Two more trains rumbled past outside, a minor earthquake that shook the building. Claire wondered why Franco would have left the comfortable apartment he and Rosa had shared with their kids for this hellhole.
As the din from the passing trains subsided, Claire heard an angry Spanish exchange behind the door through which the girlfriend had gone. All at once, the shouting ended, the door opened, and Franco Sanchez scowled at the sight of Claire.
“She’s not a cop,” he shouted behind him before slamming the door.

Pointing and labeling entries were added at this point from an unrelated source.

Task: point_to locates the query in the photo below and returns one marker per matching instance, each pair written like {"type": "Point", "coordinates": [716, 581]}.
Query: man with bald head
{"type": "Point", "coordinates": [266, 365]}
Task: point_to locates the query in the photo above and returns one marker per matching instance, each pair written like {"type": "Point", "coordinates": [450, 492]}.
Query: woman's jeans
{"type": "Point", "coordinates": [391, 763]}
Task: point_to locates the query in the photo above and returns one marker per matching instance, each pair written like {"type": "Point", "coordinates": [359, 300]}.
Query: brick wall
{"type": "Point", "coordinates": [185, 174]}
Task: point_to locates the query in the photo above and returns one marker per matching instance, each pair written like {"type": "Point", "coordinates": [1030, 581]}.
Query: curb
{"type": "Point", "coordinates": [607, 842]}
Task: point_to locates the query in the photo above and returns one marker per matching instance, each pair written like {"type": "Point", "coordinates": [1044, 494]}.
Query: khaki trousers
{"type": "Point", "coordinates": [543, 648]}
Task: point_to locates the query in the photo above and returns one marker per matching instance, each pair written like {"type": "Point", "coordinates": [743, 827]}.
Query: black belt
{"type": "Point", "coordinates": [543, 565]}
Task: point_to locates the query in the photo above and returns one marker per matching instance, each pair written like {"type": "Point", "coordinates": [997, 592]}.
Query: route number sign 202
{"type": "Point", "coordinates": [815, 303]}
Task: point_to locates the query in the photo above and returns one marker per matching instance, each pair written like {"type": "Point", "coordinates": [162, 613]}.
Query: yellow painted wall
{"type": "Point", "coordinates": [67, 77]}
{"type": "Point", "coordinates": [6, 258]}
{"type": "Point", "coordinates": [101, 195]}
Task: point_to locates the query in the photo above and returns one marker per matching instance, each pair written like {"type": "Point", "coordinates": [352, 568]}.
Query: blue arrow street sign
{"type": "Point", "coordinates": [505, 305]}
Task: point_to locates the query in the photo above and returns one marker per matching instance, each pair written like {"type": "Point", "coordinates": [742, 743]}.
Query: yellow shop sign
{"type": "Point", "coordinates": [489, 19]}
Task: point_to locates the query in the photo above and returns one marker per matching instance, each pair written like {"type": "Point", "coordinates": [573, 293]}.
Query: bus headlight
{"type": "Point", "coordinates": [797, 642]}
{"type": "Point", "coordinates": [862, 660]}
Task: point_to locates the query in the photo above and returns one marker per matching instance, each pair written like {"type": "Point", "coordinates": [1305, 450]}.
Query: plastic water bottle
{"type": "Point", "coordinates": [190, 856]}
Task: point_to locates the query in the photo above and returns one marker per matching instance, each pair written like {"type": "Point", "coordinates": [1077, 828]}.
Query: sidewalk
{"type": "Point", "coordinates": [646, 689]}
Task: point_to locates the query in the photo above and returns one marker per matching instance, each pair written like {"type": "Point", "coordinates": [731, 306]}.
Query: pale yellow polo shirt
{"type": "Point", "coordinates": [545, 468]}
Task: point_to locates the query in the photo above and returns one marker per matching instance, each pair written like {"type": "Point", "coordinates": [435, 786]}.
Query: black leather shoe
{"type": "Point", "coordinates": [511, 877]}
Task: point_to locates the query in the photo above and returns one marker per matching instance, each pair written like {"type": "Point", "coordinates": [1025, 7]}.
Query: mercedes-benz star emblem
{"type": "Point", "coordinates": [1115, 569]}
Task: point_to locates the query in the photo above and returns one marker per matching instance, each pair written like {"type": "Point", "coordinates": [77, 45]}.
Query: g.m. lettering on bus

Then he focused his ire on Claire. “Why’d you lie to my girlfriend?” he demanded, pulling on a soiled T-shirt over his solid body. He had green-and-red sleeve tattoos of the Virgin Mary and Harleys on both arms. His kneecaps stared at her through large holes in the disintegrating pajama bottoms he wore.
“I didn’t lie to her,” Claire said with defiance. “She asked and I didn’t answer.”
Their first meeting had been just as adversarial. Claire had to interview Franco as part of the custody process for his and Rosa’s two children. She’d quickly pegged Franco as a man with a serious anger disorder, a diagnosis her lengthy interviews with their two children confirmed. Franco wanted the kids to live with him; Rosa, of course, wanted them to live with her. Rosa won out, based on Claire’s recommendation to a family court judge, forcing Franco to pay child support to his soon-to-be ex-mother-in-law and pissing him off to no end.
“The hell you want?” Franco asked.
“Tell me where Rosa is,” Claire demanded, matching Franco’s anger. That made Franco grin.
“Aw, what happened, mama? She take off on you?” he taunted, enjoying himself.
Claire wasn’t about to tell him anything, so Franco assumed he was right. “Toldja you shouldn’ta bet the farm on her,” he leered, getting in her face. “And you came here to tell me this why?”